Yoga is something I do for myself, however, I really appreciate the feeling of the quiet connection with others. Either someone at the mat next to mine, the instructor from a good video class, or simply just knowing someone else is probably doing the same. Given that, I came up with the idea of virtually share yoga sessions with others.
Taking a glance in the comment feed of, for example, Yoga With Adriene, it's evident how these yoga sessions make an impact on many people's lives and well-being. Especially these times. At the same time, I feel inspired by virtual training apps like Zwift for biking and of course, yoga practice should have its own space as well. 🌠
yogaCam: Live Map
The yogaCam Live Map is a web application for users to keep on while practicing yoga that will recognize and visualize all ongoing activity of a certain yoga pose in real-time. On a map, each individual sees a bright spot for all other people who do the same pose at that moment. Change pose and marvel at the new group of people you share the moment with around the world.
How I built it
The implementation has three main parts; 1. system architecture and setup of Azure resources, 2. training the yoga classification model, and 3. creating the user application and integrating the AI models and Azure SDK:s.
(For more implementation details, please visit my GitHub repo SaraOlsson/yoga-map-ai where I've included a guide to reproduce the application)
- Azure Maps
- Custom Vision Service
- Speech API (text-to-speech)
- Azure Storage Account with Blob containers
- Service Bus Topic
Each client is a React application that communicates with a set of services that lives in Azure. The classification model is published as a Prediction API. Knowing what is the current position, data messages are read and written through an Azure Service Bus Topic. The camera snapshots are uploaded to a Blob Storage if the user agrees to train the model with new data (hidden feature in the live demo).

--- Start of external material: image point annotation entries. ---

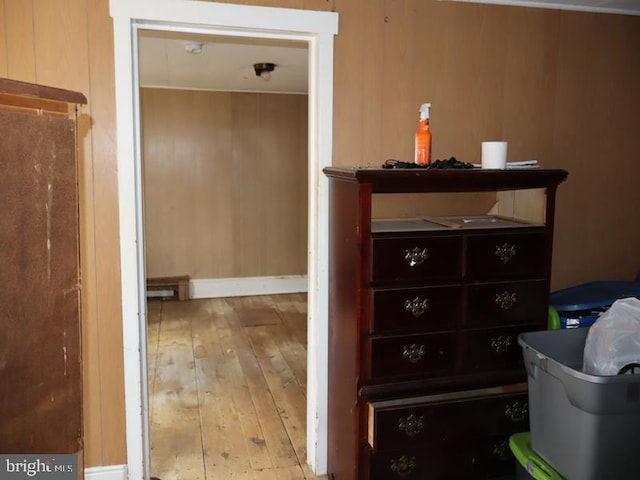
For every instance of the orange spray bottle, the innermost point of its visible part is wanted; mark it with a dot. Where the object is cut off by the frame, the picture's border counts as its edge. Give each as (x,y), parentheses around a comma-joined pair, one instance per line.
(423,137)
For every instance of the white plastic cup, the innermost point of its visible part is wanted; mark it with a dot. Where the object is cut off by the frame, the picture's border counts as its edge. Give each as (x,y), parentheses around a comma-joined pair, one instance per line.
(494,155)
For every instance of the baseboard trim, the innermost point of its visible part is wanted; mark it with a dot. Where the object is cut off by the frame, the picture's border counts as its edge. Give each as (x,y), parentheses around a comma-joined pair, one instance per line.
(237,287)
(110,472)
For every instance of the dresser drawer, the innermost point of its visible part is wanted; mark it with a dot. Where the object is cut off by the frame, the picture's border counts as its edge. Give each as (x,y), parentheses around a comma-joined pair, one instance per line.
(426,309)
(501,255)
(492,349)
(490,458)
(448,417)
(417,258)
(446,436)
(507,303)
(412,355)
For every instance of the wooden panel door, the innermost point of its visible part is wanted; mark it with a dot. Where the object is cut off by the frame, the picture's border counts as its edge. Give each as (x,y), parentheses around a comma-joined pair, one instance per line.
(40,353)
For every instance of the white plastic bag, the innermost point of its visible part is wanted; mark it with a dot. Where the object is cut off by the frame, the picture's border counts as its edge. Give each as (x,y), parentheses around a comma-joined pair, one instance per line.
(613,341)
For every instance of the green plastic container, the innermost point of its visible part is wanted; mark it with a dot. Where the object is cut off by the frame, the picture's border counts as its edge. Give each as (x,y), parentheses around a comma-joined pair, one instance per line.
(528,464)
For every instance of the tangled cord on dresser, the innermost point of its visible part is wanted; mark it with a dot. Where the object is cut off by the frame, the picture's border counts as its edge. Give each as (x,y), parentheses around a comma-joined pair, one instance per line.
(451,163)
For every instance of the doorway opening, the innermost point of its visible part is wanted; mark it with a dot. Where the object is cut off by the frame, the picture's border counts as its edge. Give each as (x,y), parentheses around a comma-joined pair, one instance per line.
(315,28)
(225,193)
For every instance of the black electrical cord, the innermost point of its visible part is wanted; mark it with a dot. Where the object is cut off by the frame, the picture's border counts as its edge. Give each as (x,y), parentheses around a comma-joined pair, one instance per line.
(451,163)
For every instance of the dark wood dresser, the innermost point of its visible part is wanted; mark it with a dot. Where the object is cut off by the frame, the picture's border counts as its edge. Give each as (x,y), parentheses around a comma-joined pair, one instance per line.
(426,379)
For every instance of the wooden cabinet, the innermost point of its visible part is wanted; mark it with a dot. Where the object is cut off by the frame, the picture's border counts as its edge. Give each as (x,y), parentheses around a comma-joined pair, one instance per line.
(425,373)
(40,355)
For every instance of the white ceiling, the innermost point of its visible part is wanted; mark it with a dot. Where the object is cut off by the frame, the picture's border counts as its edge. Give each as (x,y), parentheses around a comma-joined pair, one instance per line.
(226,63)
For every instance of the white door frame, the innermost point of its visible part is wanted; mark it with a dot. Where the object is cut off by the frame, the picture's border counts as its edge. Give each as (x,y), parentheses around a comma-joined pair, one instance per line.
(315,28)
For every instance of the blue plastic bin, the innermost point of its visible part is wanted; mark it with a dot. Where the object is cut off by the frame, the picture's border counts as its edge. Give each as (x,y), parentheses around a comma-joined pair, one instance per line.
(580,306)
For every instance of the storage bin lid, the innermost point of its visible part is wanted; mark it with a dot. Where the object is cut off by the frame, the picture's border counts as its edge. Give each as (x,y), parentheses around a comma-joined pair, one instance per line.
(593,295)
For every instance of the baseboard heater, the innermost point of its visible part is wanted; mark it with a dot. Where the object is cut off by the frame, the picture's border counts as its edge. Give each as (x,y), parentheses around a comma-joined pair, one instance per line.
(169,286)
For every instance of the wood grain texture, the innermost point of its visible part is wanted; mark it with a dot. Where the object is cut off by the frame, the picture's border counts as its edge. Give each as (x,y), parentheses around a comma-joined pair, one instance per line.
(3,44)
(245,416)
(225,183)
(20,48)
(40,363)
(104,223)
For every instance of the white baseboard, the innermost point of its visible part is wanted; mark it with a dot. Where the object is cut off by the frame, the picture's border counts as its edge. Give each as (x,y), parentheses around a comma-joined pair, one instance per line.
(110,472)
(237,287)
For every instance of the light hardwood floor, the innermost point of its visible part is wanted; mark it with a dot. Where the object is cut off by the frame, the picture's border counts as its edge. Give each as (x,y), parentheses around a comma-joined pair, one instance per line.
(227,388)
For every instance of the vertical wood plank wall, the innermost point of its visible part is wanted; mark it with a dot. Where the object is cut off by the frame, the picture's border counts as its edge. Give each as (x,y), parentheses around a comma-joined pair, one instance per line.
(560,86)
(225,178)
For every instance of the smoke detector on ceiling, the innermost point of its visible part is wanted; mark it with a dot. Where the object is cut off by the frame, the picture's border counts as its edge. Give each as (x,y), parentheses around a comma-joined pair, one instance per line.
(193,47)
(263,70)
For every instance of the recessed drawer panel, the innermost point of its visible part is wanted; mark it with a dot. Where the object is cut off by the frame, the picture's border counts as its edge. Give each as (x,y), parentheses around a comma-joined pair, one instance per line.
(412,355)
(427,309)
(492,349)
(490,458)
(447,417)
(417,258)
(505,303)
(472,427)
(505,255)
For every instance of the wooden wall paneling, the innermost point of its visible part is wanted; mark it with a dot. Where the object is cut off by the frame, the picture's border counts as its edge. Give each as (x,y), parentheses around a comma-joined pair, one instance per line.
(19,35)
(590,110)
(61,59)
(3,43)
(105,237)
(400,54)
(532,65)
(60,43)
(349,79)
(373,122)
(327,5)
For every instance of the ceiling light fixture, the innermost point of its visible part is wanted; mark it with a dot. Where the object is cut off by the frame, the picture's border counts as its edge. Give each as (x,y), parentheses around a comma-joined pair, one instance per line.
(263,70)
(193,47)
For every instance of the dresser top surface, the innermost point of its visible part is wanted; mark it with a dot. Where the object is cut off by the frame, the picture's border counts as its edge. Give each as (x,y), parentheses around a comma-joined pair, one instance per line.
(383,180)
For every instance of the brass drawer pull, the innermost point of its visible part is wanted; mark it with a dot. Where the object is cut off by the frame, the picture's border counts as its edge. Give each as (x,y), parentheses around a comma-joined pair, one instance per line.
(501,344)
(517,412)
(403,466)
(505,252)
(416,256)
(506,300)
(417,306)
(502,451)
(413,353)
(411,426)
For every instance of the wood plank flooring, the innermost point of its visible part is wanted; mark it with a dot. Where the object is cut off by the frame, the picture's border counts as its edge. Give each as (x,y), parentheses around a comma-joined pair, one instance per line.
(227,388)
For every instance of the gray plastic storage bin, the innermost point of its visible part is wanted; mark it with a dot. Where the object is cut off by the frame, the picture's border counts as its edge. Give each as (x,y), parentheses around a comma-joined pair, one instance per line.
(586,427)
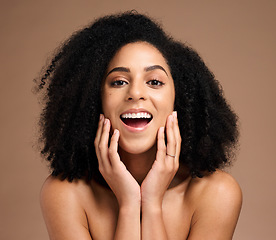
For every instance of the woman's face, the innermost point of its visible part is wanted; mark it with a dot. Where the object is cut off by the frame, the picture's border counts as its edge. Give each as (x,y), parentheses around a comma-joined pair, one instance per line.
(138,95)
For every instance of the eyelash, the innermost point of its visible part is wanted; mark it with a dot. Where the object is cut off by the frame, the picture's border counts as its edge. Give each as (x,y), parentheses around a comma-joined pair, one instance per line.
(153,82)
(118,83)
(158,83)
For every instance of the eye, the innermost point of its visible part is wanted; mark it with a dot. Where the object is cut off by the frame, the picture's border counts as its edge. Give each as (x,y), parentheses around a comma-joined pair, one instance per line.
(118,83)
(155,83)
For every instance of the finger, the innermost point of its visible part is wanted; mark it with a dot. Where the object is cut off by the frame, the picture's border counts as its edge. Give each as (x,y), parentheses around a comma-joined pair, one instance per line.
(98,137)
(171,143)
(113,148)
(161,146)
(177,135)
(103,144)
(99,130)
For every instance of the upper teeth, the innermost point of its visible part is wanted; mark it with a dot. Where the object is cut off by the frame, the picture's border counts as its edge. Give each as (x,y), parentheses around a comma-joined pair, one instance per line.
(136,115)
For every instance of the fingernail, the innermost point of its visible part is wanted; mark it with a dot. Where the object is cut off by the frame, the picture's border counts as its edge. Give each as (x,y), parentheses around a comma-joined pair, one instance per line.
(171,118)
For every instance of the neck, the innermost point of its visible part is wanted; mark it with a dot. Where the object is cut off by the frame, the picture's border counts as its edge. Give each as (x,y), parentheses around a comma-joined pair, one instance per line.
(138,164)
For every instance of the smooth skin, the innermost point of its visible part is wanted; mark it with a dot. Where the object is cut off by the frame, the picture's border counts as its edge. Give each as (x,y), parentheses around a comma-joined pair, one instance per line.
(150,195)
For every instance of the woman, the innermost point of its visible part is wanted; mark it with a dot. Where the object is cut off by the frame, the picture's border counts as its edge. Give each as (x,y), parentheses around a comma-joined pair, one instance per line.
(161,130)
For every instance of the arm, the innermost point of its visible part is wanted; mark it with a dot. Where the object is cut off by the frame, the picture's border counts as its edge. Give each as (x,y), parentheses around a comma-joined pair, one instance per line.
(158,180)
(218,210)
(121,182)
(63,215)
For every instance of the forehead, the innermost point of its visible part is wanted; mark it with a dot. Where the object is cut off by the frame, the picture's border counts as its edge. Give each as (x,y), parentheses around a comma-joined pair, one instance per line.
(138,54)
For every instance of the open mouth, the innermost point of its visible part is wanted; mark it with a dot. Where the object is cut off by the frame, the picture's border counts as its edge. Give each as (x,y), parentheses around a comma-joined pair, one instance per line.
(136,120)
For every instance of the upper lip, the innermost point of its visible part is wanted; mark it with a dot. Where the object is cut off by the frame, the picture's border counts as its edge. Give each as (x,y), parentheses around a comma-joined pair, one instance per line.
(136,110)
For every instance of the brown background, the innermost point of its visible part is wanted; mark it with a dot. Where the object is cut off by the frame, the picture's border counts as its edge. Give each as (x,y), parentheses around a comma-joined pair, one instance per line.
(236,39)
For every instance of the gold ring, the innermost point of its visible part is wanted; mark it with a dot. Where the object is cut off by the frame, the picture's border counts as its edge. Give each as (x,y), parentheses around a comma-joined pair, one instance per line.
(170,155)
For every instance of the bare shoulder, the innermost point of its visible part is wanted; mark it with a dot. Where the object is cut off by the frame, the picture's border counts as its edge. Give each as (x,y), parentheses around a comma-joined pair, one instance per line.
(218,200)
(62,207)
(218,185)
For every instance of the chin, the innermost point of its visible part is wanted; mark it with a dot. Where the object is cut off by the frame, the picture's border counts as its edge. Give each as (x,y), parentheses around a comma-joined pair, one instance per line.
(136,147)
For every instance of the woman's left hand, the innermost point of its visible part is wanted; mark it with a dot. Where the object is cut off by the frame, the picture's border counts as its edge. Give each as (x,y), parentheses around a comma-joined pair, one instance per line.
(165,166)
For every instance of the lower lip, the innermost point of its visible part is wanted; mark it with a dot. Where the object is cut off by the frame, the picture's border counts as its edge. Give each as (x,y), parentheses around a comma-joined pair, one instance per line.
(134,129)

I have provided an ARM template to provide reproduce the infrastructure under the AzureResourceGroup folder of the Github Repo. ARM templates use a declarative syntax to get the required inputs from the user, thus enabling the user to redeploy the infrastructure with minimal effort.
Yoga classification model
My process was:
- collecting a dataset (I used the images found here, collected by Anastasia Marchenkova). The training dataset has 10 classes and around 60 images per class. Each class also has 5-10 images to use for test or validation. I removed some images from the dataset that were sketches rather than real images, and instead created my own data to extend the dataset.
- uploading images and train classification model in the Custom Vision studio (using a Compact domain, with is optimized for the constraints of real-time classification)
- deploying the model as an API endpoint for usage in web application
Map web application
First, I created a quick prototype of the visual appearance I imagined of the application in Figma. From there, I created a React project and implemented a set of critical features: a map component, webcam access and capture, audio component, and SDK setups.
I have prepared logic to send and receive messages to the cloud through a Service Bus Topic (however this feature is turned off in the published live demo). When the image analysis returns the current yoga pose, a message containing pose+coordinates is sent to the Topic which can have many subscribers. The client also receives messages from a subscription instance and will draw a dot on the map for each message which contains the same pose.
Figure: peeking at a message in the Service Bus explorer
Challenges I ran into
- I had some problems with the Azure map, where sometimes the dots did not clear from the previous rendering (or due to something I did not get right when implementing)
Accomplishments that I'm proud of
- integrating the AI model to a working application using continuous image capture from a web camera.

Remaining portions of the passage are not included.